I was on my game and confident.
My boss was a jolly, sixty-year-old man named Jimmy. He ran the store with his wife, Irene, who was usually found tending customers from behind the candy counter. One rule was paramount. Jimmy reinforced it regularly, and I trained all the new employees to follow it strictly. At the end of the long counter, beneath the cash register, was a trap door. The door led to a room below us, where the ice cream was freshly made. When they were ready to send up a bin, the folks making ice cream below would knock on the trap door. At the first knock, we would stop what we were doing, open the door, take the new bin and shut the trap door immediately.
The rule was clear: Always shut the trap door before moving on to a new task.
One bright Saturday afternoon, I was the only waitress bustling about serving ice-cream and coffee. I heard the familiar knock and quickly responded. Just as I lifted up a new bin of mint chocolate chip, a customer came in and shot me a smile. Taking pride in the fact that I knew his order by heart, I headed straight for the coffee pot. I had just started to pour, when Jimmy whizzed past me, chatting up the customers at the counter and walking backwards to the cash register to ring up someone’s purchase.
My heart leapt. “Jimmy!” I shouted. “Stop!”

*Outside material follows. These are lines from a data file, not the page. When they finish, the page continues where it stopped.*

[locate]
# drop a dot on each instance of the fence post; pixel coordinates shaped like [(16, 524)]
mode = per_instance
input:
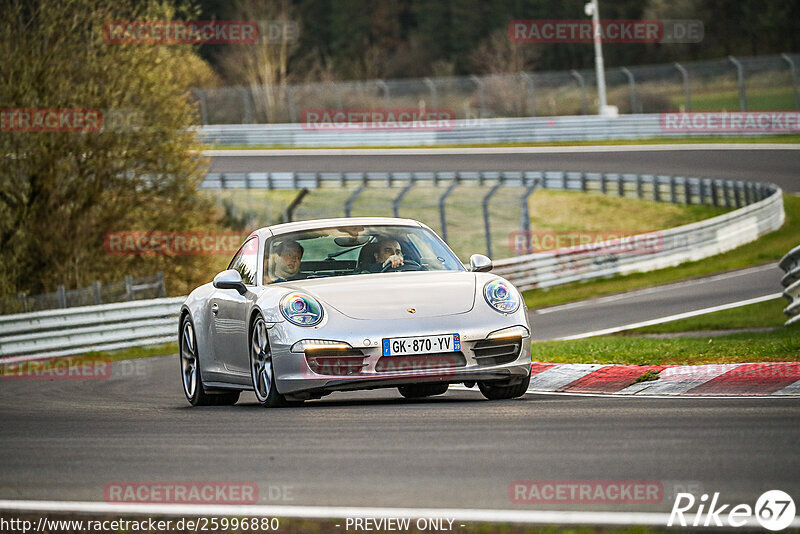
[(98, 297), (401, 196), (442, 202), (793, 70), (632, 89), (529, 90), (740, 79), (485, 203), (481, 94), (432, 88), (201, 98), (582, 86), (686, 90)]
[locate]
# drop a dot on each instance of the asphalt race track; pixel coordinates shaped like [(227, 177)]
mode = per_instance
[(66, 440)]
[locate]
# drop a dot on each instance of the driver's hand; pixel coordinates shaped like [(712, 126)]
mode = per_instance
[(395, 260)]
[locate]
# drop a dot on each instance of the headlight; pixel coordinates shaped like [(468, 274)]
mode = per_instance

It was too late. Jimmy had fallen in the trapdoor and was wedged between the basement and first floor thanks to his plump Santa’s belly. Two men lept from their stools and bounded round the register. I dropped the coffee cup and dashed to help.

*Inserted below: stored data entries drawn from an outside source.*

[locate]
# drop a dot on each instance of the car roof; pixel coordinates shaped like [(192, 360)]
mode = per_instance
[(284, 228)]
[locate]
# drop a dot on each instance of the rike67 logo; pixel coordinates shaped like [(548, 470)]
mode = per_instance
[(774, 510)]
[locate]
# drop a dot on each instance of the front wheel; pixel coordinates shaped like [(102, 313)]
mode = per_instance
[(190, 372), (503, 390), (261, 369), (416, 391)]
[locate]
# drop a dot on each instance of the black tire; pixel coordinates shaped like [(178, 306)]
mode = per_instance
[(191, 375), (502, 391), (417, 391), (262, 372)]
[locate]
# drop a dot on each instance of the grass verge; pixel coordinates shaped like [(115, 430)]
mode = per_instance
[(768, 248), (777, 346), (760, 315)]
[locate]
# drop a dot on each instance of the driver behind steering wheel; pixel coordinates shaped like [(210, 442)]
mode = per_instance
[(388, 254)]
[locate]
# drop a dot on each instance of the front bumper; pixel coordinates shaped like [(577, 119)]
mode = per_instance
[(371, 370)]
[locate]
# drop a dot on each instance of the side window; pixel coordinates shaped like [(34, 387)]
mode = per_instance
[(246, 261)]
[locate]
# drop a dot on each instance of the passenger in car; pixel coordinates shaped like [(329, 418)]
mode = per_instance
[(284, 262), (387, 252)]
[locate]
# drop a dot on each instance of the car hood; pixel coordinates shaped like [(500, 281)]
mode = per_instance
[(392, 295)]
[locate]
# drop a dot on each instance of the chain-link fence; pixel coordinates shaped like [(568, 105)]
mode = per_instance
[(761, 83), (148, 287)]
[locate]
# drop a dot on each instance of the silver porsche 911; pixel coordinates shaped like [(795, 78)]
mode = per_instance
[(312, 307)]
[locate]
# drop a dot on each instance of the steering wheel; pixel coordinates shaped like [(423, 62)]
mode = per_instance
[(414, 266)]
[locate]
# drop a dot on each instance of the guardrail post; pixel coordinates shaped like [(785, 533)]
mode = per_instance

Three of us hoisted him up. Irene rushed from behind the candy counter to see what the commotion was all about.
As Jimmy sat on the ground breathing heavily and clearly in pain, I stood mutely to the side.

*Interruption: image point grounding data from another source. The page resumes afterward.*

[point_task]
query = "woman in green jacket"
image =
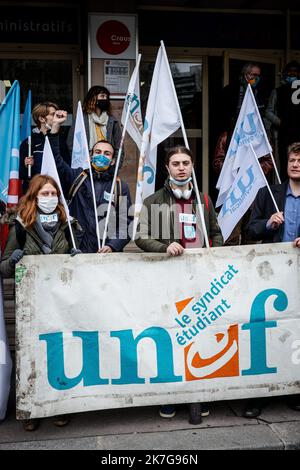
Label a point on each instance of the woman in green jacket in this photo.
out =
(38, 227)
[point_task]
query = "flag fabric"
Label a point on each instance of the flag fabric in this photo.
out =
(49, 168)
(249, 128)
(162, 119)
(26, 123)
(10, 145)
(5, 361)
(248, 180)
(135, 121)
(80, 152)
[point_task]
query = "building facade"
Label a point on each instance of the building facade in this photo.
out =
(48, 48)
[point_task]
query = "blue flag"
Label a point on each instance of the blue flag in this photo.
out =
(26, 123)
(10, 143)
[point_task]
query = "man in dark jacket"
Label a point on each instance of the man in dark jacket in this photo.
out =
(168, 217)
(283, 114)
(266, 223)
(270, 226)
(81, 205)
(168, 224)
(42, 114)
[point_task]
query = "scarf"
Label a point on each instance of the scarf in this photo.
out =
(100, 121)
(46, 233)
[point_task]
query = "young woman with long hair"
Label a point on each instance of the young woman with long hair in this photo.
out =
(38, 227)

Jimmy was alive but I was dying inside.
Irene shot me a look that finished it for me. I watched Jimmy speak weakly to her. She returned to the candy counter, grabbed her purse and enlisted a customer to help her accompany Jimmy to the car. Then she paused. Something softened. She walked right over to me, and said, “Karen, I need to leave you in charge of the store. I will be back as soon as possible.”
In the wake of my horrible mistake, she handed me more responsibility. Somehow, she trusted me with a second chance.
I closed the shop at the end of the day and slunk home to tell my parents what had happened. Then I called Jimmy at home.
“I am so sorry, Jimmy. It was all my fault. How are you?”
“I’m all right, just a few bruised ribs. Thanks for calling. I know you know what to do. I have confidence in you.”
I had blown it -- and he still had confidence in me.
Jimmy and Irene taught me something powerful that day. Their legitimate first reaction -- pain, anger, worry -- was transformed into a very different response: I trust you. I have confidence in you. Their kindness and calm under the circumstances taught me more about leadership than any Harvard Business Review article: they showed me that greatness is revealed in how we choose to respond to stress.
I had known that Jimmy worked at Conrads when he was in high school. Perhaps that gave him some empathy for me as a high school kid. But when I read his obituary years later, I learned that Jimmy served as a Master Sergeant with General Patton's Third Army in WWII shortly after high school. He was awarded the Bronze Star for heroic service.
Jimmy knew firsthand the kind of leadership and greatness young people were capable of: he had served and been demanded of on a grand scale. He wasn’t simply giving me a second chance. He was helping me to envision a new possibility.
It’s so tempting for us to do things for teenagers -- from making their bed to writing their college essay. We care. But precisely because we care, let’s press pause and make space for them to gain experience.
As a veteran educator, I can tell you that there is perhaps nothing that makes a young person grow and flourish more than authentic responsibility and trust.
Ownership of a task, the knowledge that other people are counting on us to carry it out, and the opportunity to learn from (not be crushed by) our mistakes-- these inspire confidence in deep and abiding ways. Kids need to be needed. Let’s keep that real for them and nurture their resilience, even when they blow it.